P&S Journal: Winter 1995, Vol.15, No.1
P&S News
Clinical Information Age Begins New Era

The New York State Science and Technology Foundation has committed $1 million to Columbia in 1994-95 to collaborate with industry on the production of high performance information systems for the health care marketplace through the newly certified New York State Center for Advanced Technology (CAT) in High Performance Computing and Communications in Health Care.
The partnership of Columbia and the state through CAT is aimed at generating business development in the rapidly evolving health information management field.
One CAT project is an innovative computerized medical data management system. The Clinical Information System (CIS) is a project of Columbia and New York-based IBM and is attracting potential buyers from across the country.

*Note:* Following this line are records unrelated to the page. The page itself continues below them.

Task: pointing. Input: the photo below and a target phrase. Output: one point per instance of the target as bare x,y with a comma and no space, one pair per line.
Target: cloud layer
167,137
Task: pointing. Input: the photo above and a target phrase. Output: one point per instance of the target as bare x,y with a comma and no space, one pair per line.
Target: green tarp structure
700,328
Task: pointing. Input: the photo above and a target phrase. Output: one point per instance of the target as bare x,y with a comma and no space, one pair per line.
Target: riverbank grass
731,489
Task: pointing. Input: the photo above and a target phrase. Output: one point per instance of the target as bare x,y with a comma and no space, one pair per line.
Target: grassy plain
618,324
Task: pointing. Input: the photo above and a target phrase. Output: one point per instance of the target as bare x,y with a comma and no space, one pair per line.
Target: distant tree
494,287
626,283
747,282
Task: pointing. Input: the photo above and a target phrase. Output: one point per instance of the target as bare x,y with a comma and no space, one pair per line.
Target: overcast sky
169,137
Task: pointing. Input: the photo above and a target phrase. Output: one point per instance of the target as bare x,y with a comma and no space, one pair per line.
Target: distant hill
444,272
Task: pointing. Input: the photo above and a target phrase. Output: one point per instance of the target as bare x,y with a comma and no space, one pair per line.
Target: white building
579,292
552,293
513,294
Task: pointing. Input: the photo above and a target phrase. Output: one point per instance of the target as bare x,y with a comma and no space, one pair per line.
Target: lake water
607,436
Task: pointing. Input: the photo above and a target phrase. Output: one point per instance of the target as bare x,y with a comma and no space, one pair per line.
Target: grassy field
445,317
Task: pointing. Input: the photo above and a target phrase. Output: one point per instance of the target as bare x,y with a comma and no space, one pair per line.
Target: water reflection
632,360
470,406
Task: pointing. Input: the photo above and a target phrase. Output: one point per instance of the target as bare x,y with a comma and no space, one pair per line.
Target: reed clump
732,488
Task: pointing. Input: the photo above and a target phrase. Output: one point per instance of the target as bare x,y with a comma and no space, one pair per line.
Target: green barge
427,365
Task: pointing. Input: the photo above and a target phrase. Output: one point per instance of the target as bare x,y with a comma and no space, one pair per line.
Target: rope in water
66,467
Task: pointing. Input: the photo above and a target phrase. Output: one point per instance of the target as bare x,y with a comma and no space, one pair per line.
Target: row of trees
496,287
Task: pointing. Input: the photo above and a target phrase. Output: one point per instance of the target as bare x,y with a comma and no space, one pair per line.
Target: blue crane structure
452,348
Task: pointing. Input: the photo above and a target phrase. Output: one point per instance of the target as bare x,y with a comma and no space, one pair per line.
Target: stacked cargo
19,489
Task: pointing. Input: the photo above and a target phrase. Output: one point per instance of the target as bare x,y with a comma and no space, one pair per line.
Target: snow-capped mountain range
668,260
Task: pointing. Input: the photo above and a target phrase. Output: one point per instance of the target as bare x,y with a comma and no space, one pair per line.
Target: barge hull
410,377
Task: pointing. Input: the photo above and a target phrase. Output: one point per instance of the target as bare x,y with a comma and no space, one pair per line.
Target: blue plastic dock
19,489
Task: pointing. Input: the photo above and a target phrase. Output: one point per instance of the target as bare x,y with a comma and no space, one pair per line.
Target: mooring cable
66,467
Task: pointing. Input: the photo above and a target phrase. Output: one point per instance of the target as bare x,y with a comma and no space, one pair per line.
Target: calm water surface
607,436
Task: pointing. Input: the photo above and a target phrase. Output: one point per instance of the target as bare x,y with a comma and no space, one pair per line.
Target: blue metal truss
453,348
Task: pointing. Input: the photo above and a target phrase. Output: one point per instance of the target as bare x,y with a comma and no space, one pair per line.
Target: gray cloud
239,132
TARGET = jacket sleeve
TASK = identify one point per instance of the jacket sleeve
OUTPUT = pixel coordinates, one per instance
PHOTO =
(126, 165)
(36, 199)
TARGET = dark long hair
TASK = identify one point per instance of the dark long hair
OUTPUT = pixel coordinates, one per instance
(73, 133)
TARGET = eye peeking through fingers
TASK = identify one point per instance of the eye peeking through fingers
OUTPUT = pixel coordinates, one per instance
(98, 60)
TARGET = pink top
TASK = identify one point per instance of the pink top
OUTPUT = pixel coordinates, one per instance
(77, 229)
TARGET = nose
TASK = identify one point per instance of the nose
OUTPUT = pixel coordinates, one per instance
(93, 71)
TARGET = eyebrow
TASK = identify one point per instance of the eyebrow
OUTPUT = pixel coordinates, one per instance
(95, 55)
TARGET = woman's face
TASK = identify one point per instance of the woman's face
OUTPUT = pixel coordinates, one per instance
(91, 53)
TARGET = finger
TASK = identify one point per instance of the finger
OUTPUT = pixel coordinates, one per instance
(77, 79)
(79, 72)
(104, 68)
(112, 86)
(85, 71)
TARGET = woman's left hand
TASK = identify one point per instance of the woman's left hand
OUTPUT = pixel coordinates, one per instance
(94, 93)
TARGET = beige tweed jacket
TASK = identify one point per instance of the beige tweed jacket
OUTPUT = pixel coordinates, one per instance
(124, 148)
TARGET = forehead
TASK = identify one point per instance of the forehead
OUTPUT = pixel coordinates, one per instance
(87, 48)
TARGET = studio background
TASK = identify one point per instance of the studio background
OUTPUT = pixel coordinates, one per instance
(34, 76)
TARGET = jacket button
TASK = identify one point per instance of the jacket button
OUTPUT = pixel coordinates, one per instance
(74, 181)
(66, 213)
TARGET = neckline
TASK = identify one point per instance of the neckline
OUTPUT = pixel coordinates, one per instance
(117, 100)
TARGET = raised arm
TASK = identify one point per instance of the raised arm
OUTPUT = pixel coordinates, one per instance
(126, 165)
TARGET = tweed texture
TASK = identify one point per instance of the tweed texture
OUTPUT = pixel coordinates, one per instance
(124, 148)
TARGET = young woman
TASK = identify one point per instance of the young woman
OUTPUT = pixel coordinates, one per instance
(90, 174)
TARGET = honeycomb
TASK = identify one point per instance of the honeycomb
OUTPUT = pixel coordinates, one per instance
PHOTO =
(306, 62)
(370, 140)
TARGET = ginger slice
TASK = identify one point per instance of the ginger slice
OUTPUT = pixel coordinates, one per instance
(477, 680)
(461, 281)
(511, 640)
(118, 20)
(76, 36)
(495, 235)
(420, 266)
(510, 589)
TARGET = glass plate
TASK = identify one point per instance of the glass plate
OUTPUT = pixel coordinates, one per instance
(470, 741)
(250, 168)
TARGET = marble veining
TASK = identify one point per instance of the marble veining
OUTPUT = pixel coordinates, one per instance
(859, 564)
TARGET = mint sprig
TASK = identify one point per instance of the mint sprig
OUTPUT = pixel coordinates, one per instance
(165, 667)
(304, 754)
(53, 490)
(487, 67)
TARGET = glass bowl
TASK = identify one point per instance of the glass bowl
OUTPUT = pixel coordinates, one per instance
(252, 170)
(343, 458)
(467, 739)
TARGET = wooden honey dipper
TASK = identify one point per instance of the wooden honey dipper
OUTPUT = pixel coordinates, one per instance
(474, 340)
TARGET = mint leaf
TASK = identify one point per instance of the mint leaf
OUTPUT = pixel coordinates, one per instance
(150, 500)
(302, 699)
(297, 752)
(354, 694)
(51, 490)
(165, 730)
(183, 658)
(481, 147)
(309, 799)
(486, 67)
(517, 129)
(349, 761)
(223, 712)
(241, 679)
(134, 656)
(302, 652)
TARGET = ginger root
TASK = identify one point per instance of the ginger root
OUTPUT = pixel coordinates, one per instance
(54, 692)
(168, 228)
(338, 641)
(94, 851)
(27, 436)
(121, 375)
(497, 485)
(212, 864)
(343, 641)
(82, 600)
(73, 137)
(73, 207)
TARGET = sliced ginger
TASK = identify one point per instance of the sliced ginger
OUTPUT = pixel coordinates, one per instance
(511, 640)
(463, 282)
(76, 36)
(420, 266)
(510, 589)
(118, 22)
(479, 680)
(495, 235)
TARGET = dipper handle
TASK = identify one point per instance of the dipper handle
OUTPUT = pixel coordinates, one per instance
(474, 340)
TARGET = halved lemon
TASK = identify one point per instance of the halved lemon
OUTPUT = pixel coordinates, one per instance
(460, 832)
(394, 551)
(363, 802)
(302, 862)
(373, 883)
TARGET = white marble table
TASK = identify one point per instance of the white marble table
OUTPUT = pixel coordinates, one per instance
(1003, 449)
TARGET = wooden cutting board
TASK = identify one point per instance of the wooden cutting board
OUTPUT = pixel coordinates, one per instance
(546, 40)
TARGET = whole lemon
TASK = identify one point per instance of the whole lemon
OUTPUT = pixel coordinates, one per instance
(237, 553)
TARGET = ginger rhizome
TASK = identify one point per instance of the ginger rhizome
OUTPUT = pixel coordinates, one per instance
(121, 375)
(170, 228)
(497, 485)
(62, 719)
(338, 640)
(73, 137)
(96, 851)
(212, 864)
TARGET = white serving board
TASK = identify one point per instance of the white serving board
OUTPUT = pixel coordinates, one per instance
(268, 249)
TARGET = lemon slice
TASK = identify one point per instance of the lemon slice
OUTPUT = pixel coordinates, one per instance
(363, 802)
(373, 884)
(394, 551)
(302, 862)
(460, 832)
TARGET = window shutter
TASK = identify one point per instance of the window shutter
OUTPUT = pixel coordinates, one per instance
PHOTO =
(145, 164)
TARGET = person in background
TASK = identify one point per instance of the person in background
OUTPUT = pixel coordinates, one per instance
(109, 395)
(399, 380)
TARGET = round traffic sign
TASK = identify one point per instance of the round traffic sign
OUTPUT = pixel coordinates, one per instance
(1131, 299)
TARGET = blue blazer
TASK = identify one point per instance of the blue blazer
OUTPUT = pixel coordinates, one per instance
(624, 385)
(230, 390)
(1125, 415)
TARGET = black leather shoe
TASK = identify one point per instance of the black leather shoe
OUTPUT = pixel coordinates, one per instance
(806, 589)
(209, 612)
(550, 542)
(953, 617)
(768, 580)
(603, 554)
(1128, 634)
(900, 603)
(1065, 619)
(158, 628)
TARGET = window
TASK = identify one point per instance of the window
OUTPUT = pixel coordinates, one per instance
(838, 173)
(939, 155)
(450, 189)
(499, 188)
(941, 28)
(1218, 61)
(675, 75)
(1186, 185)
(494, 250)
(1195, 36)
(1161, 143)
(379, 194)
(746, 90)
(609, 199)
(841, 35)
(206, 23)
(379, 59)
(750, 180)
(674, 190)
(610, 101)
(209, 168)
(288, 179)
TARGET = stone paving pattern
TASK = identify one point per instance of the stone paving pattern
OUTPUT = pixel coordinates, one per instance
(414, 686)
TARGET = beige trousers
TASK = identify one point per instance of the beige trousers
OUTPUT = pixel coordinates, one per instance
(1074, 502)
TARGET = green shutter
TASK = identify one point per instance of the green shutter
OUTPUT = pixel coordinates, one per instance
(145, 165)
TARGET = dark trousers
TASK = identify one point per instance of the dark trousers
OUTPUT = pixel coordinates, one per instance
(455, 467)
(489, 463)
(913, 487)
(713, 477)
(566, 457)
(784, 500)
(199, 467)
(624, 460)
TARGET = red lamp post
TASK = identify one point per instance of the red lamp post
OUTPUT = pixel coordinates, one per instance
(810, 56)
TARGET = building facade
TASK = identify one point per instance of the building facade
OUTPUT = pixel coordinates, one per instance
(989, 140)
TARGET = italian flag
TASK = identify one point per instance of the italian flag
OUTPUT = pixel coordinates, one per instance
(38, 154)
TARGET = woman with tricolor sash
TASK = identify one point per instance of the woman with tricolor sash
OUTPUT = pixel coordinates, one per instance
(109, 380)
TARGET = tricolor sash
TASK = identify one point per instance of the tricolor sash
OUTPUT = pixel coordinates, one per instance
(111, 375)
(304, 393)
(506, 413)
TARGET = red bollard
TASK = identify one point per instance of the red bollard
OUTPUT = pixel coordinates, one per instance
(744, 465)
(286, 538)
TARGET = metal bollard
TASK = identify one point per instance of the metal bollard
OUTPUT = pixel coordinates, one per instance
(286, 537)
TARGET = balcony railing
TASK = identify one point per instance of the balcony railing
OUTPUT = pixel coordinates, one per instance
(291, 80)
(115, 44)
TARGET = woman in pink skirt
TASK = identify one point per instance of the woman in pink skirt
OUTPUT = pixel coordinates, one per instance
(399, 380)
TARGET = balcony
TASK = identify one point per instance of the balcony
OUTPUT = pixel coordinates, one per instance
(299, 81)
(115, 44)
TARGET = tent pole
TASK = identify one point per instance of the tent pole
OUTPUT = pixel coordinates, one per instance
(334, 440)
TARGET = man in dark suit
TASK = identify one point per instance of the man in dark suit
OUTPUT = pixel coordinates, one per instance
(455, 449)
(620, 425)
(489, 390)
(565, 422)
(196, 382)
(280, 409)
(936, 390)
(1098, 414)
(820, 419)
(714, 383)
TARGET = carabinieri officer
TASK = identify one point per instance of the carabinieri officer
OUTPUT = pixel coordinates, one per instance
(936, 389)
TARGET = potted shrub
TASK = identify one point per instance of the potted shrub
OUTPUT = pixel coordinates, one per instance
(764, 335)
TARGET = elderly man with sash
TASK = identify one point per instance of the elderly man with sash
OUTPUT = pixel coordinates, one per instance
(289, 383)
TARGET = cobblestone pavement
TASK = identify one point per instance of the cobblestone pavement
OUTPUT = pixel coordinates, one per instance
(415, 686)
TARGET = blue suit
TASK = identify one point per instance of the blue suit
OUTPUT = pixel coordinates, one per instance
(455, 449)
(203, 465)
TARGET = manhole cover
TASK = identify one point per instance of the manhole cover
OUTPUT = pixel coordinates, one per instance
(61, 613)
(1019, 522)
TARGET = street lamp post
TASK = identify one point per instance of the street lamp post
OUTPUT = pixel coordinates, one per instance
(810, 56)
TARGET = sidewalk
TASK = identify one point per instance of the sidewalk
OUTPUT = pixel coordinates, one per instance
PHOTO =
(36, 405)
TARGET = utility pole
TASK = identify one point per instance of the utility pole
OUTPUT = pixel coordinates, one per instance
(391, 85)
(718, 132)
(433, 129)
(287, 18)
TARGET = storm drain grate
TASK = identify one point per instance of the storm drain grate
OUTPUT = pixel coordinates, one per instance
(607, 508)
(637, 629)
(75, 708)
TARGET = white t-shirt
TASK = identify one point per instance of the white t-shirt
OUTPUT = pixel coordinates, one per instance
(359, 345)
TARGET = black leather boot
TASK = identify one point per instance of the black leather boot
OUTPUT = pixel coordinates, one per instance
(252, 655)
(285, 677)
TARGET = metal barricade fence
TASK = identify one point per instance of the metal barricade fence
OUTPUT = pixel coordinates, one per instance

This is a new programmatic focus of CAT, which has existed since 1983. The CAT in High Performance Computing and Communications in Health Care represents a stronger focus of the center's original research mission in computers and information systems.
The Columbia/IBM system is the first step in eliminating the paper-based medical record. The system is in use throughout CPMC and is being marketed by IBM through demonstrations at the medical center.
Restructuring the way medicine is practiced will depend heavily on information-based technology like CIS. Columbia's CAT will collaborate with commercial partners to develop products to improve the quality of care and provide more efficient health care delivery by reducing administrative paperwork, enhancing speed of patient information input, increasing automation in the delivery of health care, and establishing linkages to nationwide information resources and expertise.
A special feature of the CIS that takes advantage of structured patient data is the computer-generated alert. Using the Arden Syntax, a standard computer language developed in part at CPMC, clinicians have created logic modules that incorporate medical knowledge. These modules permit the CIS to monitor data in the patient data base and notify clinicians with warnings and advice specific for a particular patient. For example, if the results of laboratory tests demonstrate worsening kidney function, the clinician would be advised to evaluate the possible causes.
"In 1992 New York State firms garnered only 1 percent of the total $2.5 billion generated by health care software vendors," says Dr. Paul D. Clayton, director of Columbia's CAT and director of the P&S Center for Medical Informatics. "It is our goal to double New York's share of this revenue in five years and to double it again in 10 years." Accomplishment of the CAT's goals would create annual incremental revenue for New York firms of $214 million and 1,001 jobs within 10 years.
The CAT will be under the direction of Dr. Clayton and Dr. Zvi Galil, associate director and chairman of computer science at Columbia's School of Engineering and Applied Science.